Due sono nati nel territorio della diocesi di Amadiya:
Mons. Rabban Alqas
(Komane)
Mons. Andreas Sana'a
(Aradin)

Mons. Louis Sako è nato a Zakho (sede diocesana) e della stessa città è originaria la famiglia di Mons. Bashar M. Warda che però è nato a Baghdad.


Due sono i vescovi che non hanno l'aramaico come lingua materna: Mons. Antoine Audo (Siria) e Mons. Michael Kassarji (Libano)   


 Sei sono le sedi diocesane vacanti:
- Cairo (Egitto) Dalla morte di Mons. Yousif Sarraf nel 2009. Attuale amministratore patriarcale in Egitto è dal 2010 il Corepiscopo Mons. Philip Najim, visitatore apostolico per l'Europa e Procuratore della chiesa caldea presso la Santa sede.
- Diarbakir (Turchia) Dalla morte di Mons. Paul Karatas nel 2005. Attuale amministratore patriarcale in Turchia è Padre
François Yakan 
- Aqra (Iraq). Dalla morte di Mons. Abdul-Ahad Rabban nel 1998. Amministratore patriarcale è Padre Yohanna Issa.

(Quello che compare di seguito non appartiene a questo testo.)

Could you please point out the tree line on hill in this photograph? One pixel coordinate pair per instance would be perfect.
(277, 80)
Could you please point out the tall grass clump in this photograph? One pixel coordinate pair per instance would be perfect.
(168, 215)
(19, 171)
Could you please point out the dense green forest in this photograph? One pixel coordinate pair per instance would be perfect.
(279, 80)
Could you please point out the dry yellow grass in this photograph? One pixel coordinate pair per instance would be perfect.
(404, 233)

- Bassora (Iraq) Dal 2006 con la nomina di Mons. Jibrail Kassab a vescovo dell'Australia e della Nuova Zelanda. Amministratore patriarcale a Bassora è il Corepiscopo Mons. Imad al Banna.
- Ahwaz (Iran). Dal 1987 quando Mons. Hanna Zora (dal 2011 Arcivescovo del Canada) abbandonò l'Iran.
Amministratore Patriarcale è Mons. Ramzi Garmou.
- Zakho (Iraq). Dalla morte nel 2010 di Mons. Boutrous H. Harbouli. Dal 2012 amministratore patriarcale è Mons. Bashar M. Warda, attuale Arcivescovo di Erbil. 

 Non si deve dimenticare inoltre che il nuovo patriarca può esercitare il diritto a destinare i vescovi ausiliari del precedente ad altri incarichi e farsi affiancare nei suoi compiti da altri prelati. 

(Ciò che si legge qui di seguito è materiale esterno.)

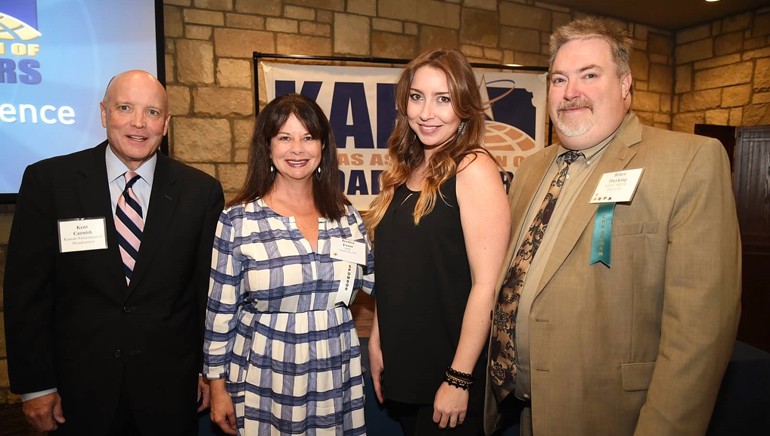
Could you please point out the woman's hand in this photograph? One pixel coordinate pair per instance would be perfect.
(222, 409)
(449, 406)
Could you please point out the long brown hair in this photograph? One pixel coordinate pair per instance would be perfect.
(404, 148)
(327, 193)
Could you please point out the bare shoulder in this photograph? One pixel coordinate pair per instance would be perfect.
(477, 162)
(477, 168)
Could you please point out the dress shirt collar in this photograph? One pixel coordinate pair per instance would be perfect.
(116, 168)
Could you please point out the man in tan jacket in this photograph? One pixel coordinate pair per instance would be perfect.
(619, 306)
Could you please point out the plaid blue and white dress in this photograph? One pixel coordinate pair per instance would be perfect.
(290, 355)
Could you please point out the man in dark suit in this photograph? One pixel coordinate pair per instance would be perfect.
(103, 340)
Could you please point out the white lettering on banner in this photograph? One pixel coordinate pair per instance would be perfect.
(360, 104)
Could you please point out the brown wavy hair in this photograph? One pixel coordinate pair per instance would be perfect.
(327, 192)
(405, 150)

Ospitati dai Passionisti del Celio a Roma i vescovi caldei hanno compito non facile. Gli ultimi dieci anni sono stati a dir poco turbolenti. Per L'Iraq, e per la stessa chiesa caldea che ha vissuto momenti di tensione interna anche molto alti.
Si spera che il raccoglimento degli esercizi spirituali del primo giorno di incontri, la bellezza del luogo che li ospita, con i suoi chiostri ed il suo parc
o, ma soprattutto la presenza moderatrice del Cardinale Leonardo Sandri, Prefetto della Congregazione delle Chiese Orientali, li possano ispirare a favore della scelta migliore.
Gli ormai pochi* fedeli rimasti in Iraq e che tanto hanno sofferto e soffrono la meritano di certo. Sbagliare non si può. Sbagliare non si deve.

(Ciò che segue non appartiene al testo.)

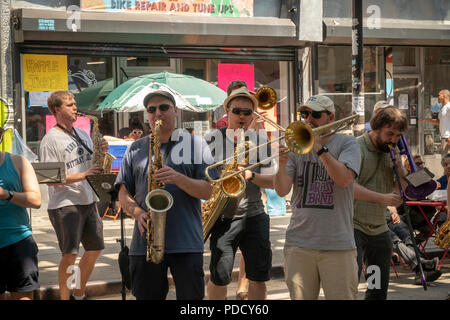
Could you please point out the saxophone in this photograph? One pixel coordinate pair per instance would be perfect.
(98, 158)
(158, 201)
(442, 239)
(232, 187)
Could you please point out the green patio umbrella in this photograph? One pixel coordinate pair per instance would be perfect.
(190, 93)
(90, 98)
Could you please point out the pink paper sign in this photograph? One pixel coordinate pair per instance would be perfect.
(228, 72)
(82, 123)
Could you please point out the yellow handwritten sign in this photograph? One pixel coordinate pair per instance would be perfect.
(43, 72)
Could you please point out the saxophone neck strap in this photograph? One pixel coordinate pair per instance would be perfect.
(74, 135)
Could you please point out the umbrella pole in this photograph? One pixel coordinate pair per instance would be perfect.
(112, 207)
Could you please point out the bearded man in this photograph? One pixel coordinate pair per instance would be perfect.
(373, 192)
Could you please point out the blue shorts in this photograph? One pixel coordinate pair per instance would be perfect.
(149, 281)
(252, 236)
(75, 224)
(19, 267)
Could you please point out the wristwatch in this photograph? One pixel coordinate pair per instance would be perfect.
(11, 194)
(322, 150)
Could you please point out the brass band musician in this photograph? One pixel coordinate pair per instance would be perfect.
(320, 248)
(244, 222)
(185, 181)
(72, 205)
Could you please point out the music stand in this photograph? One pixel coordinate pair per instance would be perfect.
(103, 185)
(50, 172)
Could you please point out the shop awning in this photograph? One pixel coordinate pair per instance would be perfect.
(153, 29)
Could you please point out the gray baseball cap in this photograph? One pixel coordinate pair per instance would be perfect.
(319, 103)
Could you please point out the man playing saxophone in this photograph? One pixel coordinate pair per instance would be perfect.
(320, 248)
(185, 181)
(72, 205)
(244, 222)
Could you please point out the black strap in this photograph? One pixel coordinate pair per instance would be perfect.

* E' ovvio che si tratta di risultati trapelati e non ufficialmente confermati ai media come è  prassi in questi casi. 
* Non ci sono cifre ufficiali ed esatte su quanti siano i cristiani rimasti in Iraq come, d'altra parte, non ce n'erano prima della guerra del 2003. Si parla genericamente di cifre che vanno - oggi - dai 300.000 ai 500.ooo dei quali la maggior parte caldei in proporzione però incerta.